Privilegio per i crediti per finanziamenti di sostegno pubblico verso le Sezioni Unite
La Cassazione, con ordinanza n. 9228 del 12 aprile scorso, ha affidato al Primo Presidente della Suprema Corte la valutazione dell’opportunità di rimettere alle Sezioni Unite la definizione del contrasto sussistente circa la possibilità, o meno, di riconoscere il privilegio previsto dall’art. 9 comma 5 del DLgs. 123/98 al credito restitutorio per finanziamento a titolo di sostegno pubblico alle imprese che sia sorto anche prima dell’entrata in vigore della norma, cioè a dire in forza di contratti anteriormente conclusi.

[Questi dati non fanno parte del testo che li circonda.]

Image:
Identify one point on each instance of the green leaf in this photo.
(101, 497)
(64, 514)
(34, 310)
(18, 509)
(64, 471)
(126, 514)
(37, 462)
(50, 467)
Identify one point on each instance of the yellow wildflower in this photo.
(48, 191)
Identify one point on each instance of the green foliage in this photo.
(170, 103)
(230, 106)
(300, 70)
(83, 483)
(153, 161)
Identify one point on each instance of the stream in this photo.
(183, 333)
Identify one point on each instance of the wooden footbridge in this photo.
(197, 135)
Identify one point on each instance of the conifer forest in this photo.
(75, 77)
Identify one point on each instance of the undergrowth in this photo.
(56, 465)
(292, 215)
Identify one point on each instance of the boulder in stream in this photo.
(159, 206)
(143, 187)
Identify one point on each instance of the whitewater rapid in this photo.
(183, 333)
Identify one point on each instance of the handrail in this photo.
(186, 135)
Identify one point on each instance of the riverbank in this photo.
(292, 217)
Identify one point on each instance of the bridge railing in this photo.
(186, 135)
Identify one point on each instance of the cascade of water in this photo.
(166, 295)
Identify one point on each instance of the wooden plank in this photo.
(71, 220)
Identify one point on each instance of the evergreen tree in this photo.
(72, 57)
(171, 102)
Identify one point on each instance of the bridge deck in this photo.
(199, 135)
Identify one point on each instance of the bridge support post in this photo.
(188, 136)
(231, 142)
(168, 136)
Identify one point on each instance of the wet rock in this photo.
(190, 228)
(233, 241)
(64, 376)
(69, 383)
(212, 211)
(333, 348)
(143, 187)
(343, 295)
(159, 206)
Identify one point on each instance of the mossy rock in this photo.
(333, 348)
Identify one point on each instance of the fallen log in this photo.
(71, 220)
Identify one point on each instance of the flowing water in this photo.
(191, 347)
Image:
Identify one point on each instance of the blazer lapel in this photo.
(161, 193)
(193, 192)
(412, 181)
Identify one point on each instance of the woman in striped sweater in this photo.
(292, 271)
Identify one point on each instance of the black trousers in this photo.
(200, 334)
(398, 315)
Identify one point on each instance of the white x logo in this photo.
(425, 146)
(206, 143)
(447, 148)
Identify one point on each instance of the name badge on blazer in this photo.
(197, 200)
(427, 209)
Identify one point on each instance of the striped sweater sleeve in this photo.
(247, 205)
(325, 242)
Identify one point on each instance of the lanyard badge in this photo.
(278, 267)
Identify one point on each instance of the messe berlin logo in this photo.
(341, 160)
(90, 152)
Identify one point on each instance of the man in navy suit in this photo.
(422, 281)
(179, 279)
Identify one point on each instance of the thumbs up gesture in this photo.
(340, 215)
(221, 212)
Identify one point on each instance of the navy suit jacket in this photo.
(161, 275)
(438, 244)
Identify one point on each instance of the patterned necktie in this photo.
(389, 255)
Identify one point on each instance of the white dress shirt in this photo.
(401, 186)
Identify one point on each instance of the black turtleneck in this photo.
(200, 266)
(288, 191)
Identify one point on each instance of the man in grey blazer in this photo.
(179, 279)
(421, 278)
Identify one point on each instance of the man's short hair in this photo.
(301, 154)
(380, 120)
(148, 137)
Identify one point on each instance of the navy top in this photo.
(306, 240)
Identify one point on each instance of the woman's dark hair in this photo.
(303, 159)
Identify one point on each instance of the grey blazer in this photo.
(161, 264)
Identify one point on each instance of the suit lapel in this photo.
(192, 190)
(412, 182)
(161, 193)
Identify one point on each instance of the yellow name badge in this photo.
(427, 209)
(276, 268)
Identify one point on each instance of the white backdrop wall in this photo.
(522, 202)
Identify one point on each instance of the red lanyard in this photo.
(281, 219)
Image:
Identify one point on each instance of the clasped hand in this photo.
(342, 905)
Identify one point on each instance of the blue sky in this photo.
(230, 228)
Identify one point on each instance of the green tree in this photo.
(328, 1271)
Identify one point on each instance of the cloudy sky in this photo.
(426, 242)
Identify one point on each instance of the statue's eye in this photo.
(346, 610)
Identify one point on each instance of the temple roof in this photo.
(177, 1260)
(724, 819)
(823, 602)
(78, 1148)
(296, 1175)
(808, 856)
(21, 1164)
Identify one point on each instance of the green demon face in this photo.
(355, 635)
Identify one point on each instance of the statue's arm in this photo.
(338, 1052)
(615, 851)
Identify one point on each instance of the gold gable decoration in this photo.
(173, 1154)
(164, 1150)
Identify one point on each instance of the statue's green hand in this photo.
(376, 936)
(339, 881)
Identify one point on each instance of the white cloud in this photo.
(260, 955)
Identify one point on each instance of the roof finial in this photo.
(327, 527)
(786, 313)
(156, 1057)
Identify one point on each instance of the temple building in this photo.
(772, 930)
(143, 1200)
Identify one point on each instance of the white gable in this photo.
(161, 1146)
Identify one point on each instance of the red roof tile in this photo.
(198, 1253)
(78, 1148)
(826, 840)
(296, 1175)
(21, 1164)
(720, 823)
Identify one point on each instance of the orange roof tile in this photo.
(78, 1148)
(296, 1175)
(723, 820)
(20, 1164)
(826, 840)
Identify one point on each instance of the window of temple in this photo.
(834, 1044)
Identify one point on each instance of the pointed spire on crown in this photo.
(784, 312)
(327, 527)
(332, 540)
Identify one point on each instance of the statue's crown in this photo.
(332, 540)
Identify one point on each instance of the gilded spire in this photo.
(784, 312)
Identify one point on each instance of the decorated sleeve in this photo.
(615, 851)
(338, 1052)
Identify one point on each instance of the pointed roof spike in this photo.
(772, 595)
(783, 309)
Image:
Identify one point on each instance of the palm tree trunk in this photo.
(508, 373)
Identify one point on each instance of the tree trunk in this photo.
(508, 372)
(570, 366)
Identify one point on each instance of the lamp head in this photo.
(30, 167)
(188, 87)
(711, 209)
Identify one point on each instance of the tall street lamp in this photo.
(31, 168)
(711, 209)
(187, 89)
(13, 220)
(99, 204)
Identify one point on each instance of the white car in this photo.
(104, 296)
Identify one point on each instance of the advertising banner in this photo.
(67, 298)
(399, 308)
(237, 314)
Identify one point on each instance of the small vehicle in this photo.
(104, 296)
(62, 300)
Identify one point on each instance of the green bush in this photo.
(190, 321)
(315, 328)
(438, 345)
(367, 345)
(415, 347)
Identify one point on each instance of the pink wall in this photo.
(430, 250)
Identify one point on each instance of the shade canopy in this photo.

L’intervento delle Sezioni Unite risulta opportuno nonostante l’intervenuta abrogazione del DLgs. 123/98 (disposta, a decorrere dal 1° gennaio 2026, dall’art. 24 comma 1 lett. a) del DLgs. 27 novembre 2025 n. 184).
Infatti, si prospetta comunque la necessità di stabilire se la suddetta norma di cui all’art. 9 comma 5 del DLgs. 123/98, oltre che applicabile in via retroattiva, possa ritenersi anche dotata di ultrattività rispetto alle fattispecie verificatesi sotto la sua vigenza.